With our material, we can now create a MaterialsFile object that can be exported to an actual XML file.


In [5]:
# Instantiate a MaterialsFile, register all Materials, and export to XML
materials_file = openmc.MaterialsFile()
materials_file.default_xs = '71c'
materials_file.add_material(inf_medium)
materials_file.export_to_xml()

Now let's move on to the geometry. This problem will be a simple square cell with reflective boundary conditions to simulate an infinite homogeneous medium. The first step is to create the outer bounding surfaces of the problem.


In [6]:
# Instantiate boundary Planes
min_x = openmc.XPlane(boundary_type='reflective', x0=-0.63)
max_x = openmc.XPlane(boundary_type='reflective', x0=0.63)
min_y = openmc.YPlane(boundary_type='reflective', y0=-0.63)
max_y = openmc.YPlane(boundary_type='reflective', y0=0.63)
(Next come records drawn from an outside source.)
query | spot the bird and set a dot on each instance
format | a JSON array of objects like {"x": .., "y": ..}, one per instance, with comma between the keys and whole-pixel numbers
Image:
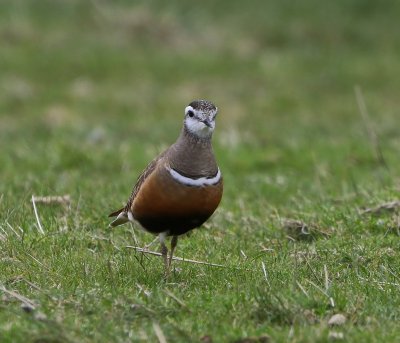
[{"x": 182, "y": 187}]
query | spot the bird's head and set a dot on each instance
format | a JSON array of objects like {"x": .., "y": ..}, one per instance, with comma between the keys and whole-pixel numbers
[{"x": 200, "y": 118}]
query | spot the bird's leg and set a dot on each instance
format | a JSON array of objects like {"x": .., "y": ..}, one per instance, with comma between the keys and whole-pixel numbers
[
  {"x": 164, "y": 252},
  {"x": 147, "y": 246},
  {"x": 174, "y": 242}
]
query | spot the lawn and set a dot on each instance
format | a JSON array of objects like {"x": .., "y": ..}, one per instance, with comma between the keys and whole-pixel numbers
[{"x": 307, "y": 140}]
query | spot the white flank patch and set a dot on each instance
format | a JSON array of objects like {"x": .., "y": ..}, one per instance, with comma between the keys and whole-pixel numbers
[{"x": 202, "y": 181}]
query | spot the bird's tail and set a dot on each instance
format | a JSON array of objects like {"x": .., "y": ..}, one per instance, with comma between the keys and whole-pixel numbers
[{"x": 122, "y": 217}]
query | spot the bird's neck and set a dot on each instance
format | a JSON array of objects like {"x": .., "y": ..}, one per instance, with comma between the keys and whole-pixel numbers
[{"x": 192, "y": 155}]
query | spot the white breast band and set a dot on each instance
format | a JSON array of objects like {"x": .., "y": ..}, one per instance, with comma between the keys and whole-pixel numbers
[{"x": 202, "y": 181}]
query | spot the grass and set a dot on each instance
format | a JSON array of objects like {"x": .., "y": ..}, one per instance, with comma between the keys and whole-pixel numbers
[{"x": 92, "y": 91}]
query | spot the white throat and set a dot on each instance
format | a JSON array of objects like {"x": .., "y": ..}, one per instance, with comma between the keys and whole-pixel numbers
[{"x": 198, "y": 128}]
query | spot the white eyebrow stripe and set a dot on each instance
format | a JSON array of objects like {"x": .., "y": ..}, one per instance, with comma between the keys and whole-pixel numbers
[{"x": 202, "y": 181}]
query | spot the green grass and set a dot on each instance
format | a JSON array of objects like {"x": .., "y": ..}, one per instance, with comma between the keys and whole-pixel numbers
[{"x": 92, "y": 91}]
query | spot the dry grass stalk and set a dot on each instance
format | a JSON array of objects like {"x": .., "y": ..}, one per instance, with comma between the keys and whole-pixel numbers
[
  {"x": 24, "y": 300},
  {"x": 40, "y": 228},
  {"x": 387, "y": 207},
  {"x": 159, "y": 333},
  {"x": 369, "y": 127},
  {"x": 53, "y": 199},
  {"x": 175, "y": 257}
]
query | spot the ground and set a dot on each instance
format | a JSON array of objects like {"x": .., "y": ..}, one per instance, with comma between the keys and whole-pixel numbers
[{"x": 307, "y": 140}]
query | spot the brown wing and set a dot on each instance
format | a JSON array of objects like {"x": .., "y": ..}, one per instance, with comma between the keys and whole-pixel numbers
[{"x": 142, "y": 177}]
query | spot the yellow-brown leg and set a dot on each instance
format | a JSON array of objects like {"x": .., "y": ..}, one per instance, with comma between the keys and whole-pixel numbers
[
  {"x": 164, "y": 252},
  {"x": 174, "y": 242}
]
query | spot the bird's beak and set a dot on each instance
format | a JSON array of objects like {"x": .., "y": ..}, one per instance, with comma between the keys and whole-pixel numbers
[{"x": 207, "y": 123}]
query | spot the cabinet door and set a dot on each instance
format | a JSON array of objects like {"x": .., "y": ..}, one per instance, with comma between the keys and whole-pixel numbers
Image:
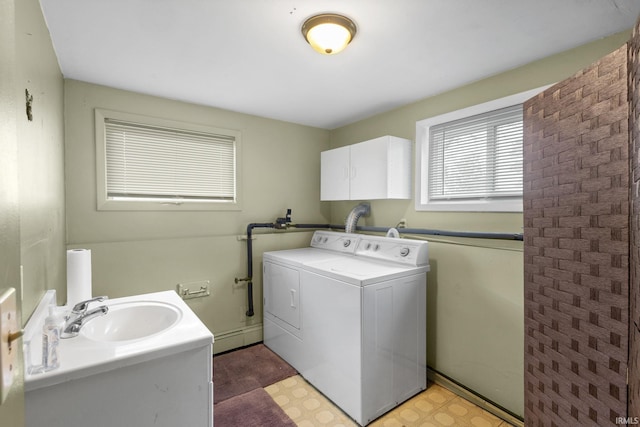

With the surfaces defined, we can now create a cell that is defined by intersections of half-spaces created by the surfaces.


In [7]:
# Instantiate a Cell
cell = openmc.Cell(cell_id=1, name='cell')

# Register bounding Surfaces with the Cell
cell.region = +min_x & -max_x & +min_y & -max_y

# Fill the Cell with the Material
cell.fill = inf_medium

OpenMC requires that there is a "root" universe. Let us create a root universe and add our square cell to it.


In [8]:
# Instantiate Universe
root_universe = openmc.Universe(universe_id=0, name='root universe')
root_universe.add_cell(cell)

We now must create a geometry that is assigned a root universe, put the geometry into a GeometryFile object, and export it to XML.


In [9]:
# Create Geometry and set root Universe
openmc_geometry = openmc.Geometry()
openmc_geometry.root_universe = root_universe

# Instantiate a GeometryFile
geometry_file = openmc.GeometryFile()
geometry_file.geometry = openmc_geometry

# Export to "geometry.xml"
geometry_file.export_to_xml()

Next, we must define simulation parameters. In this case, we will use 10 inactive batches and 40 active batches each with 2500 particles.


In [10]:
# OpenMC simulation parameters
batches = 50
inactive = 10
particles = 2500

# Instantiate a SettingsFile
settings_file = openmc.SettingsFile()
settings_file.batches = batches
settings_file.inactive = inactive
settings_file.particles = particles
settings_file.output = {'tallies': True, 'summary': True}
bounds = [-0.63, -0.63, -0.63, 0.63, 0.63, 0.63]
settings_file.source = Source(space=Box(
    bounds[:3], bounds[3:], only_fissionable=True))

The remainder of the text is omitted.